In particular, he fails to distinguish between the personal questions and the cosmic ones. Why do we exist? why is there something rather than nothing? what's the human race for? how did we get here? -all these are huge abstract questions which clearly continue to drive Tolstoy, but there is some evidence that he needs instead to pay more attention to a more personal question, something like What do I need in order to justify my continuing to live? He does pay attention to this question, and what he finds at the end provides him with an answer to this question in a fairly direct way. What he needs is faith, and indeed what he needs is a faith remarkably like the faith in which he was raised as a child; what he needs is simplicity which helps him to be honest amid all the highly cultured and academic temptations to delude or fool ourselves, and what he needs is work to draw him outside his self-absorption. It is evidence for this claim (that the real question for him is the personal one) that his inquiry comes full circle, back to the doctrines of his childhood. But he thinks this answer is also an answer to the Big Questions too, and fails to see that that case is incomplete.

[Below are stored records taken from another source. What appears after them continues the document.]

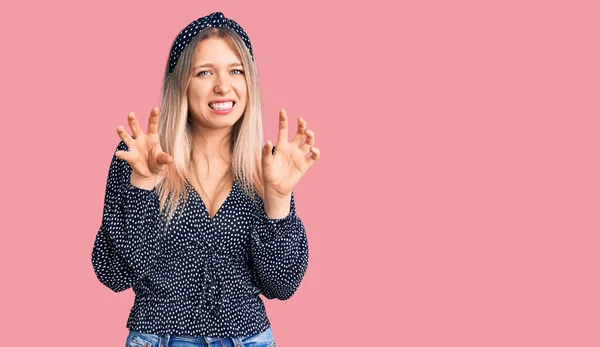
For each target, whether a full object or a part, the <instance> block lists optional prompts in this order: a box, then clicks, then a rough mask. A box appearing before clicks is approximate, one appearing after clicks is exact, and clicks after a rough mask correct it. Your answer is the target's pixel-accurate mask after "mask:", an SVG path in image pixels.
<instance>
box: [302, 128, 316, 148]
mask: <svg viewBox="0 0 600 347" xmlns="http://www.w3.org/2000/svg"><path fill="white" fill-rule="evenodd" d="M305 134H306V141H305V142H304V143H303V144H302V147H300V148H302V152H304V154H306V153H308V151H310V148H311V147H312V146H313V145H314V144H315V133H314V132H312V130H309V129H306V131H305Z"/></svg>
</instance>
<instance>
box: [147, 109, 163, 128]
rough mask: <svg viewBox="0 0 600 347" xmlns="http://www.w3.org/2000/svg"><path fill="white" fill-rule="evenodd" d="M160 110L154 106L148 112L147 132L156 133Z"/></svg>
mask: <svg viewBox="0 0 600 347" xmlns="http://www.w3.org/2000/svg"><path fill="white" fill-rule="evenodd" d="M159 113H160V110H159V108H158V107H154V108H153V109H152V111H151V112H150V118H148V134H158V115H159Z"/></svg>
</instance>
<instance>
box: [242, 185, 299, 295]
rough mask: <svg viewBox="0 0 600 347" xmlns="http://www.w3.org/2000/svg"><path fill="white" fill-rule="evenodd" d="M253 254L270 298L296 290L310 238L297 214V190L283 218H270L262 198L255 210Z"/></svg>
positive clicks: (297, 285) (289, 294)
mask: <svg viewBox="0 0 600 347" xmlns="http://www.w3.org/2000/svg"><path fill="white" fill-rule="evenodd" d="M251 255H252V266H253V272H254V276H255V279H256V280H257V281H258V283H259V287H260V289H261V293H262V294H263V295H264V296H265V297H266V298H267V299H273V298H277V299H280V300H287V299H289V298H290V297H291V296H292V295H293V294H294V293H295V292H296V290H297V289H298V287H299V286H300V282H301V281H302V278H303V277H304V274H305V273H306V269H307V267H308V241H307V238H306V230H305V228H304V224H303V223H302V221H301V220H300V218H299V217H298V216H297V215H296V209H295V203H294V193H292V197H291V201H290V213H289V214H288V215H287V216H286V217H284V218H281V219H271V218H269V217H268V216H267V214H266V213H265V211H264V202H263V201H262V200H260V204H258V208H257V210H256V211H255V214H254V224H253V230H252V238H251Z"/></svg>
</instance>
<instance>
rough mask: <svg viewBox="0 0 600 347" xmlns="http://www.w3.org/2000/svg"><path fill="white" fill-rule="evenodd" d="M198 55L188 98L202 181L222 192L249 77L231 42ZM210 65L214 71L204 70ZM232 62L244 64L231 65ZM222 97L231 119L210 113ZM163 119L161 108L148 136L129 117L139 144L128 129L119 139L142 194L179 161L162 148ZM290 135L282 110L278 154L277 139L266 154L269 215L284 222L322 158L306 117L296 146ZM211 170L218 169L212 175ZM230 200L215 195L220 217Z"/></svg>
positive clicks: (263, 162)
mask: <svg viewBox="0 0 600 347" xmlns="http://www.w3.org/2000/svg"><path fill="white" fill-rule="evenodd" d="M196 53H197V54H196V55H195V57H194V67H195V68H194V74H193V75H192V78H191V81H190V84H189V87H188V90H187V96H188V100H189V109H190V116H191V117H192V118H193V120H194V122H195V124H196V128H197V134H196V136H197V137H196V139H197V141H195V146H196V150H197V152H198V153H199V155H198V158H197V160H198V163H199V172H198V175H199V177H198V179H199V181H200V182H202V185H203V186H205V184H206V186H207V187H210V186H213V187H216V184H215V182H217V181H216V180H217V179H220V178H222V176H223V175H224V172H226V170H227V167H228V166H227V165H228V163H229V160H230V158H229V154H228V153H230V150H229V136H230V134H231V130H232V127H233V124H235V122H236V121H237V120H238V119H239V118H240V117H241V116H242V114H243V111H244V109H245V107H246V104H247V94H248V93H247V85H246V81H245V77H244V75H243V73H242V74H240V73H239V71H235V70H242V71H243V67H242V66H241V62H240V60H239V58H238V57H237V56H236V54H235V51H234V50H233V49H232V48H231V47H230V46H229V45H228V43H227V42H226V41H224V40H222V39H218V38H211V39H206V40H203V41H202V42H201V43H200V44H199V45H198V47H197V51H196ZM207 63H210V64H212V66H204V67H199V66H200V65H204V64H207ZM232 63H238V64H240V65H239V66H237V65H236V66H231V64H232ZM222 98H227V99H229V98H231V99H234V100H235V101H236V104H235V106H234V110H233V111H232V112H231V113H229V114H228V115H218V114H215V113H212V112H210V109H209V106H208V103H209V102H210V101H213V100H216V99H222ZM158 115H159V109H158V107H154V108H153V109H152V111H151V113H150V117H149V119H148V132H147V133H144V132H143V130H142V129H141V127H140V124H139V122H138V121H137V119H136V117H135V114H134V113H133V112H131V113H129V115H128V118H127V121H128V124H129V127H130V128H131V131H132V133H133V135H134V136H135V139H133V138H132V137H131V136H130V135H129V133H127V132H126V131H125V129H124V127H123V126H119V127H118V128H117V133H118V135H119V137H120V138H121V139H122V140H123V141H124V142H125V144H126V145H127V146H128V147H129V151H128V152H126V151H117V152H116V156H117V157H118V158H120V159H123V160H126V161H127V162H128V163H129V165H130V166H131V167H132V170H133V171H132V174H131V184H132V185H134V186H136V187H138V188H142V189H148V190H151V189H153V188H154V187H155V184H156V179H157V177H158V174H159V173H160V172H161V170H163V169H164V167H165V166H166V165H169V164H170V163H171V162H172V160H173V158H172V157H171V156H170V155H169V154H168V153H165V152H163V151H162V149H161V147H160V141H159V137H158ZM288 132H289V126H288V115H287V113H286V112H285V110H283V109H281V110H280V111H279V131H278V137H277V144H276V150H275V153H274V154H271V152H272V149H273V143H272V141H271V140H269V141H267V143H266V144H265V145H264V146H263V148H262V152H261V157H262V158H261V164H262V171H263V175H262V180H263V184H264V187H265V191H264V194H265V198H264V203H265V212H266V214H267V216H268V217H269V218H272V219H280V218H283V217H285V216H287V215H288V214H289V212H290V211H289V208H290V200H291V194H292V191H293V189H294V187H295V186H296V185H297V184H298V182H299V181H300V179H301V178H302V177H303V176H304V175H305V174H306V172H307V171H308V169H309V168H310V167H311V166H312V165H313V164H314V163H315V162H316V161H317V160H318V159H319V157H320V151H319V149H318V148H316V147H314V143H315V134H314V132H312V131H311V130H308V129H307V128H306V121H305V120H304V119H303V118H301V117H298V128H297V131H296V133H295V134H294V137H293V138H292V139H291V141H290V140H289V139H288ZM209 168H212V172H211V170H209ZM203 170H204V171H203ZM219 176H220V177H219ZM219 195H220V196H221V197H222V199H219ZM226 195H227V192H226V191H223V192H220V194H219V193H215V199H214V200H215V204H214V205H213V206H212V207H211V208H210V210H212V211H215V213H216V211H218V207H219V206H217V205H220V204H222V202H223V200H224V199H225V197H226ZM219 202H220V203H219Z"/></svg>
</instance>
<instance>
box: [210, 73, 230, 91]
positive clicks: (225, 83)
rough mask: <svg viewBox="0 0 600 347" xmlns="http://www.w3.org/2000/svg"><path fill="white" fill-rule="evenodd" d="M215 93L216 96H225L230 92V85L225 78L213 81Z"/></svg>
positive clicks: (220, 78) (222, 77) (221, 78)
mask: <svg viewBox="0 0 600 347" xmlns="http://www.w3.org/2000/svg"><path fill="white" fill-rule="evenodd" d="M214 90H215V93H217V94H227V93H229V91H230V90H231V84H230V83H229V80H228V79H227V77H222V76H221V77H219V78H217V80H216V81H215V88H214Z"/></svg>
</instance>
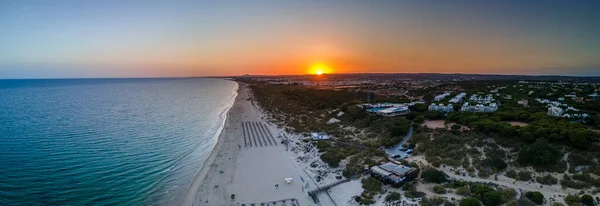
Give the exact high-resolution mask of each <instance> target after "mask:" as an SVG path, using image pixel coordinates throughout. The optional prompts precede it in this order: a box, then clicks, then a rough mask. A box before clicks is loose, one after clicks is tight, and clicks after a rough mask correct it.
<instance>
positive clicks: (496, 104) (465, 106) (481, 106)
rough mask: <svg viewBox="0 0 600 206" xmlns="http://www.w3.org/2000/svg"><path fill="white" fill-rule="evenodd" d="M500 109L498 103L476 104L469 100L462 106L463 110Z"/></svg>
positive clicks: (465, 110)
mask: <svg viewBox="0 0 600 206" xmlns="http://www.w3.org/2000/svg"><path fill="white" fill-rule="evenodd" d="M497 110H498V105H497V104H496V103H490V104H488V105H483V104H476V105H470V104H469V102H465V103H464V104H463V106H462V107H461V108H460V111H462V112H495V111H497Z"/></svg>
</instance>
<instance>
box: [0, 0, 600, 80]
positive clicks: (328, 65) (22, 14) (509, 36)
mask: <svg viewBox="0 0 600 206" xmlns="http://www.w3.org/2000/svg"><path fill="white" fill-rule="evenodd" d="M597 8H600V2H592V1H589V2H570V1H565V2H561V1H551V2H545V3H543V4H541V3H528V2H487V1H486V2H460V1H453V2H427V1H418V2H412V1H381V2H378V1H376V2H364V1H349V2H346V1H343V2H337V1H327V2H307V1H270V0H262V1H226V2H225V1H189V0H174V1H149V2H144V3H141V2H137V1H117V0H107V1H83V2H82V1H68V0H57V1H52V3H50V2H46V1H41V0H39V1H35V0H33V1H5V2H2V3H0V26H2V28H5V29H3V32H0V48H1V49H0V78H48V77H161V76H229V75H243V74H261V75H280V74H286V75H288V74H307V73H308V74H319V73H321V74H330V73H377V72H381V73H493V74H544V75H547V74H559V75H600V58H598V55H599V54H600V20H598V19H600V13H599V12H597V11H596V10H597ZM315 61H319V62H315Z"/></svg>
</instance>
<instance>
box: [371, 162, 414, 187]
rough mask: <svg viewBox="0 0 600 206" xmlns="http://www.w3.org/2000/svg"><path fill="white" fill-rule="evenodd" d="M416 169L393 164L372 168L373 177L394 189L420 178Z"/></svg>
mask: <svg viewBox="0 0 600 206" xmlns="http://www.w3.org/2000/svg"><path fill="white" fill-rule="evenodd" d="M418 175H419V174H418V171H417V169H415V168H412V167H407V166H404V165H398V164H394V163H391V162H388V163H385V164H382V165H379V166H374V167H371V176H373V177H375V178H377V179H379V180H380V181H382V182H385V183H389V184H391V185H392V186H394V187H400V186H402V184H404V183H405V182H409V181H411V180H413V179H414V178H416V177H417V176H418Z"/></svg>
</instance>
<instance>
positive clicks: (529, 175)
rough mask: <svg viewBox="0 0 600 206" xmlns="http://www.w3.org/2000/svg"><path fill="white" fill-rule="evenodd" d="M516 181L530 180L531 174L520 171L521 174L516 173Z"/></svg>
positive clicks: (525, 180)
mask: <svg viewBox="0 0 600 206" xmlns="http://www.w3.org/2000/svg"><path fill="white" fill-rule="evenodd" d="M517 180H521V181H529V180H531V172H529V171H521V172H519V173H517Z"/></svg>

Tolstoy misunderstands the answer that the peasants lived by.

Perhaps this can be excused by the fact that they too may misunderstand it. He takes them to be saying that they are living based on religious faith. But in fact they may be living not based on that religious faith but on the basis of something far deeper, namely something like a Zen kind of lack of concern for the question and a joy in their present moments which makes the worry about the meaning of life seem remote and unnecessary, so that the question does not come up for them. Tolstoy thinks they have asked about the meaning of life and have found the answer, but in fact they may have found something better than the answer in their lack of a need to ask.

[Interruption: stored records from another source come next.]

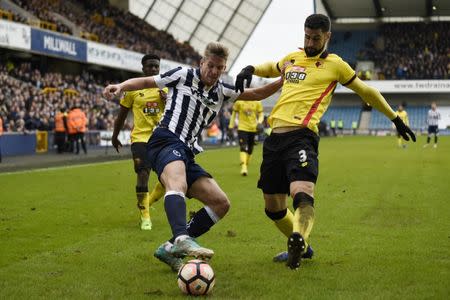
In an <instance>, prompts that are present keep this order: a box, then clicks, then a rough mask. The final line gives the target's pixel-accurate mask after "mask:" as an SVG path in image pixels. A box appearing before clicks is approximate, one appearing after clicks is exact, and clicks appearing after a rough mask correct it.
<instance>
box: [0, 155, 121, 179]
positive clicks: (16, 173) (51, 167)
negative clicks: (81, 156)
mask: <svg viewBox="0 0 450 300" xmlns="http://www.w3.org/2000/svg"><path fill="white" fill-rule="evenodd" d="M124 160H126V159H119V160H113V161H104V162H98V163H87V164H74V165H70V166H59V167H49V168H39V169H32V170H20V171H12V172H4V173H0V176H6V175H12V174H27V173H38V172H47V171H54V170H63V169H73V168H83V167H89V166H93V165H110V164H115V163H118V162H123V161H124Z"/></svg>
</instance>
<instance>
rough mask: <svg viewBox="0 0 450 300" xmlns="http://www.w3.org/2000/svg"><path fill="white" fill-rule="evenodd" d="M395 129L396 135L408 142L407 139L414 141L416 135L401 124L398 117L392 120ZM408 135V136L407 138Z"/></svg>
mask: <svg viewBox="0 0 450 300" xmlns="http://www.w3.org/2000/svg"><path fill="white" fill-rule="evenodd" d="M392 122H393V123H394V125H395V127H396V128H397V131H398V133H399V134H400V135H401V136H402V137H403V138H404V139H405V140H407V141H409V137H411V139H412V140H413V142H415V141H416V135H415V134H414V132H412V130H411V129H410V128H409V127H408V126H406V124H405V123H403V121H402V119H400V117H399V116H397V117H396V118H395V119H393V120H392ZM408 135H409V136H408Z"/></svg>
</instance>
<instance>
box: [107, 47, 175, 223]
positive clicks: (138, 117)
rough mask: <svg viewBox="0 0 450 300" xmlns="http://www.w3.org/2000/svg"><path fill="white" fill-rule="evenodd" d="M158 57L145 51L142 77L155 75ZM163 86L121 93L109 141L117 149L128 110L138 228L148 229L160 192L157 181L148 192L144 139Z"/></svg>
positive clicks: (150, 221) (159, 189)
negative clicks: (142, 74)
mask: <svg viewBox="0 0 450 300" xmlns="http://www.w3.org/2000/svg"><path fill="white" fill-rule="evenodd" d="M159 61H160V59H159V57H158V56H157V55H153V54H147V55H145V56H144V57H143V58H142V61H141V63H142V71H143V72H144V75H145V76H153V75H157V74H159ZM166 94H167V89H165V90H160V89H158V88H149V89H143V90H137V91H132V92H127V93H125V95H124V97H123V98H122V99H121V100H120V110H119V114H118V116H117V119H116V121H115V122H114V132H113V135H112V138H111V142H112V144H113V146H114V148H116V150H117V152H119V148H120V147H122V143H121V142H120V141H119V139H118V135H119V132H120V130H121V129H122V127H123V124H124V122H125V119H126V118H127V115H128V111H129V110H131V111H132V113H133V118H134V120H133V123H134V124H133V125H134V126H133V130H132V131H131V152H132V154H133V161H134V171H135V172H136V174H137V184H136V197H137V206H138V208H139V210H140V212H141V229H142V230H151V229H152V222H151V219H150V211H149V208H150V206H151V205H152V204H153V203H154V202H155V201H157V200H158V199H159V198H161V197H162V196H163V195H164V188H163V187H162V185H161V183H159V181H158V182H157V183H156V185H155V187H154V189H153V191H152V192H151V193H149V192H148V180H149V172H150V170H149V169H148V168H147V167H146V166H145V164H144V161H145V157H146V145H147V141H148V139H149V138H150V136H151V134H152V133H153V128H154V127H155V126H156V124H158V122H159V119H160V118H161V116H162V113H163V112H164V106H165V101H166Z"/></svg>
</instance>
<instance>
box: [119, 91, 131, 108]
mask: <svg viewBox="0 0 450 300" xmlns="http://www.w3.org/2000/svg"><path fill="white" fill-rule="evenodd" d="M120 105H122V106H124V107H126V108H131V107H132V106H133V96H132V92H125V94H124V95H123V98H122V99H120Z"/></svg>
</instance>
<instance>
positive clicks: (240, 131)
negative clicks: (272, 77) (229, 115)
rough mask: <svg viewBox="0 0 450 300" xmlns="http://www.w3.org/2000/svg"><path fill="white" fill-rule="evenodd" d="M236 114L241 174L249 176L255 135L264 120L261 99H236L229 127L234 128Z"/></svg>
mask: <svg viewBox="0 0 450 300" xmlns="http://www.w3.org/2000/svg"><path fill="white" fill-rule="evenodd" d="M236 115H237V117H238V137H239V148H240V153H239V156H240V164H241V175H242V176H247V174H248V168H247V166H248V164H249V163H250V158H251V156H252V153H253V147H254V145H255V135H256V132H257V127H258V125H262V122H263V121H264V114H263V106H262V103H261V101H236V102H235V103H234V105H233V113H232V114H231V118H230V125H229V129H230V130H232V129H233V128H234V126H235V125H234V123H235V118H236Z"/></svg>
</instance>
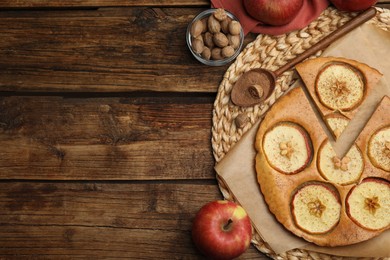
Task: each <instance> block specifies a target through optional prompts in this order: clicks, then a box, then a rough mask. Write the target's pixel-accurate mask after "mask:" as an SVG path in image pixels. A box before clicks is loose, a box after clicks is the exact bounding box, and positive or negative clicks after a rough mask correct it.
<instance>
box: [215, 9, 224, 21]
mask: <svg viewBox="0 0 390 260" xmlns="http://www.w3.org/2000/svg"><path fill="white" fill-rule="evenodd" d="M213 15H214V17H215V18H216V19H217V20H218V21H222V20H224V19H226V17H227V14H226V12H225V10H224V9H223V8H218V9H217V10H215V12H214V13H213Z"/></svg>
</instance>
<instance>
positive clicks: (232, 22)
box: [229, 21, 241, 35]
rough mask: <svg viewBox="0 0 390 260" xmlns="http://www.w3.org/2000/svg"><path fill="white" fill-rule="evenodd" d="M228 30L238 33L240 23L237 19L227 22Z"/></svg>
mask: <svg viewBox="0 0 390 260" xmlns="http://www.w3.org/2000/svg"><path fill="white" fill-rule="evenodd" d="M229 32H230V34H232V35H239V34H240V32H241V25H240V23H239V22H237V21H231V22H230V23H229Z"/></svg>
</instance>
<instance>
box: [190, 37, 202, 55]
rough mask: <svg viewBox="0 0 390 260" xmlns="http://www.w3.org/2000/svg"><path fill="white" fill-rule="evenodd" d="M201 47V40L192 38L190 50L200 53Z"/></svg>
mask: <svg viewBox="0 0 390 260" xmlns="http://www.w3.org/2000/svg"><path fill="white" fill-rule="evenodd" d="M203 48H204V44H203V41H201V40H199V39H193V40H192V50H193V51H194V52H195V53H198V54H200V53H202V51H203Z"/></svg>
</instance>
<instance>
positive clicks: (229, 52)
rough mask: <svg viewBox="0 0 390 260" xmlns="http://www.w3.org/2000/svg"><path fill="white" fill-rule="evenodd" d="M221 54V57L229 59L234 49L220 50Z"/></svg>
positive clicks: (225, 48) (231, 48)
mask: <svg viewBox="0 0 390 260" xmlns="http://www.w3.org/2000/svg"><path fill="white" fill-rule="evenodd" d="M221 54H222V56H223V57H225V58H229V57H231V56H233V54H234V49H233V47H232V46H226V47H224V48H223V49H222V51H221Z"/></svg>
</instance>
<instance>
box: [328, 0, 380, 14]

Tolstoy's argument has some strength in supporting a general faith, but faith has to be a particular faith and there is no support for any particular faith in his argument.

Like color, having a faith requires specificity-you have to have faith in something, not just faith. Tolstoy does provide some reasons supporting faith as the answer to the question of the meaning of life, but then he endorses a particular kind of faith (how particular we don't need to worry about even) at the same time he acknowledges that the choice of a faith is not something that can be reasoned. That faiths disagree, that if some of them are right then others of them have to be wrong because they contradict each other, shows a need for some kind of support for making any particular choice. In the absence of any such support, getting it right requires that we trust to luck, to having been born in the right place or having been raised by people who get it right, and this idea cannot be supported either-since the results of such trust also contradict each other. (For example, some religions ask us to take on faith that there is an afterlife and others ask us to take on faith that there is no afterlife, and some religions ask us to agree that the Jews are heathen and others that Muslims are heathen and others that Catholics or Hindus are heathen.)